The world still spun, forever changed, and yet not changed enough.

He studied her, then with a faint, rueful smile produced a knife from somewhere in his boot, and she used the clean blade of it as a mirror to adjust the pins in her hair.

She would warrant anything Gilly would never pull a big knife from his boot to use as a mirror.

But she could imagine him sitting with her father at White’s for years to come. She could imagine picnics on drowsy summer days. She had, in fact, imagined precisely that, for years now.

And then . . .

Suddenly, alarmingly, she could now imagine nothing beyond that.

It was as if those were the only things she could fit in the confines of a picnic hamper.

She looked back at Hugh. He’d put a good ten feet of distance between them, as though she were a fire burning, shooting off too many sparks.
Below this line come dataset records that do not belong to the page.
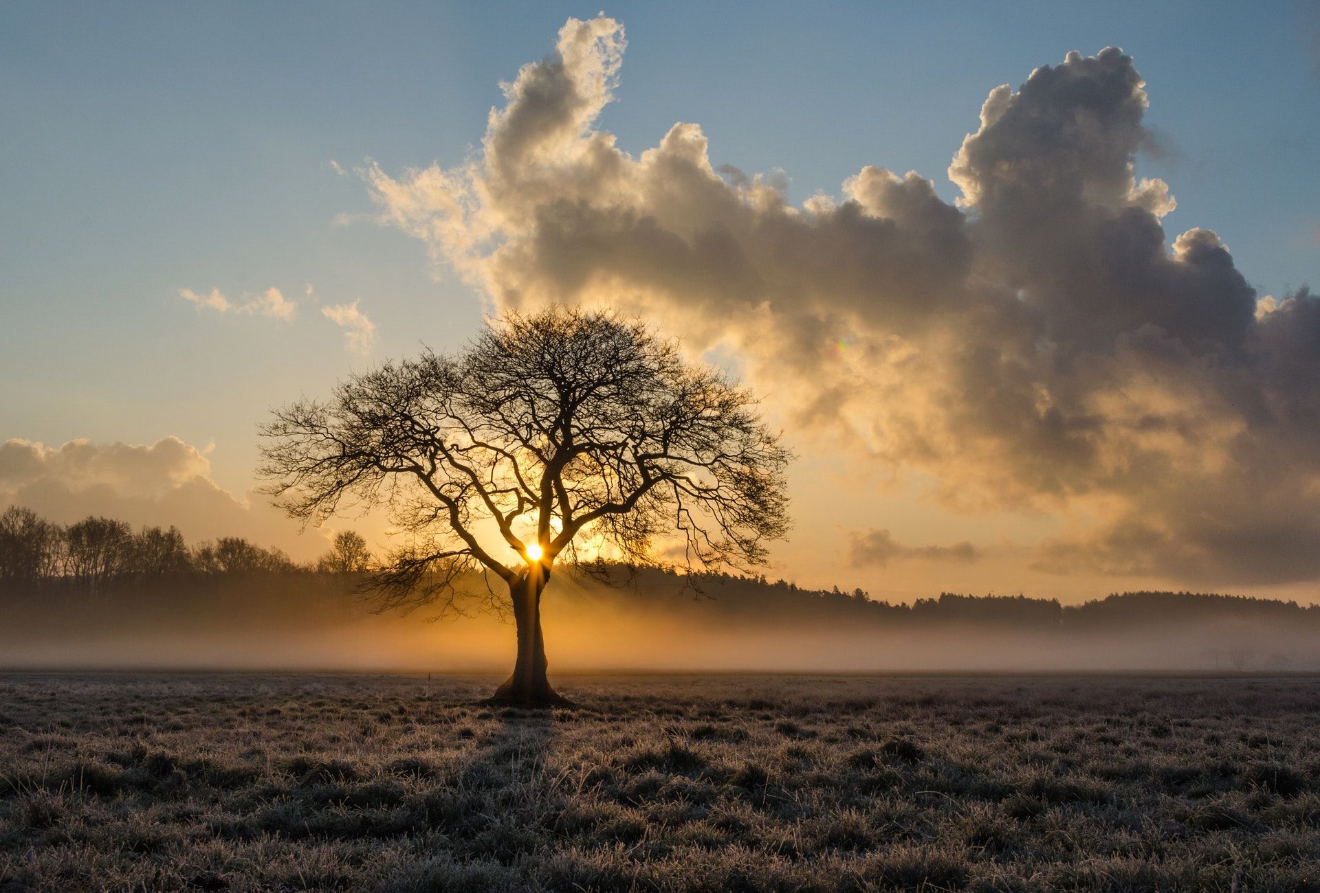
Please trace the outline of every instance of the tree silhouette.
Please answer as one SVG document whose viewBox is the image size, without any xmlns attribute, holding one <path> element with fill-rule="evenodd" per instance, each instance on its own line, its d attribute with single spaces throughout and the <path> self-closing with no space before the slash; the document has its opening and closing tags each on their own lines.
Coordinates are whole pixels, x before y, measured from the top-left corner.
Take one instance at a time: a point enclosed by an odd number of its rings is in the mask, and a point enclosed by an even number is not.
<svg viewBox="0 0 1320 893">
<path fill-rule="evenodd" d="M 371 565 L 371 550 L 367 541 L 356 530 L 341 530 L 334 534 L 330 551 L 317 562 L 317 570 L 327 574 L 360 574 Z"/>
<path fill-rule="evenodd" d="M 457 355 L 352 375 L 261 433 L 289 514 L 384 507 L 407 534 L 368 582 L 381 609 L 454 608 L 466 571 L 503 580 L 517 658 L 494 703 L 566 703 L 540 620 L 561 557 L 750 567 L 788 530 L 791 456 L 750 392 L 614 313 L 506 314 Z"/>
</svg>

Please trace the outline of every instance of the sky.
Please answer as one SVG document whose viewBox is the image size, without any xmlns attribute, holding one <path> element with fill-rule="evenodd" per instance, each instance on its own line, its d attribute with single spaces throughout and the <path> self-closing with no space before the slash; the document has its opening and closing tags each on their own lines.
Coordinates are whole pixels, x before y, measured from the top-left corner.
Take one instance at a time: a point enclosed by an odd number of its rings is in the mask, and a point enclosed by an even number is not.
<svg viewBox="0 0 1320 893">
<path fill-rule="evenodd" d="M 0 501 L 310 557 L 272 405 L 611 303 L 783 426 L 771 578 L 1320 594 L 1315 4 L 5 4 L 0 120 Z"/>
</svg>

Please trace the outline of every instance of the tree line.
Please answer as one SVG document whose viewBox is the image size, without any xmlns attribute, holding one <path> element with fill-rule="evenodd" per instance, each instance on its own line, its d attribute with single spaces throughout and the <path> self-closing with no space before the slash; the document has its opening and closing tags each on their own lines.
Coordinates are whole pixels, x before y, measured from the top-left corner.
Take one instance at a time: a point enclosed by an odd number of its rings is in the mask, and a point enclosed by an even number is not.
<svg viewBox="0 0 1320 893">
<path fill-rule="evenodd" d="M 352 530 L 335 534 L 314 562 L 294 562 L 280 549 L 243 537 L 190 546 L 176 526 L 143 526 L 88 516 L 55 524 L 28 508 L 0 513 L 0 584 L 63 584 L 103 592 L 131 582 L 251 574 L 359 574 L 372 562 L 367 541 Z"/>
</svg>

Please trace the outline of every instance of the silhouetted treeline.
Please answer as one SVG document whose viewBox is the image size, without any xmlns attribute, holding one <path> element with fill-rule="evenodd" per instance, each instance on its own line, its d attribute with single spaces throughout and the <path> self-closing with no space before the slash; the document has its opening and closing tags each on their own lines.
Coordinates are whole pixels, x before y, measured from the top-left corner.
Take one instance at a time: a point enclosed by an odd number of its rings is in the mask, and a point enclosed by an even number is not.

With alacrity, he was putting himself back together, smoothing hands over his hair, tucking his shirt in again. She could see his shoulders still moving as he caught his breath.

That was humbling, the somewhat ridiculous aftermath of passion, she supposed. Everything blown into disarrayed bliss must be reassembled again.

The sounds of voices were just audible now.

Fate had shown mercy this time, and she would not be caught with her breasts out. Blessings ought to be counted.

They had a few seconds still. Alone.

“I’ll speak with Giles tonight,” Hugh said quietly. “And if all goes well, I’ll be gone before dawn.”

She knew what he meant.

Still dazed, her body still singing whatever note it was he’d struck from her, she gazed back at him. The sun behind him picked out all the red in his hair, gave him a fiery halo. If this is what Persephone saw before Hades took her under, she must have willingly gone.

She knew definitively it was she who had to let him go.

She heard herself say softly: “Very well.”

He hesitated. Nodded once, shortly.

Then turned and strode off deeper into the little wood.

She watched him go.

Slowly, slowly she turned toward the cheerful voices of the people she’d known all her life.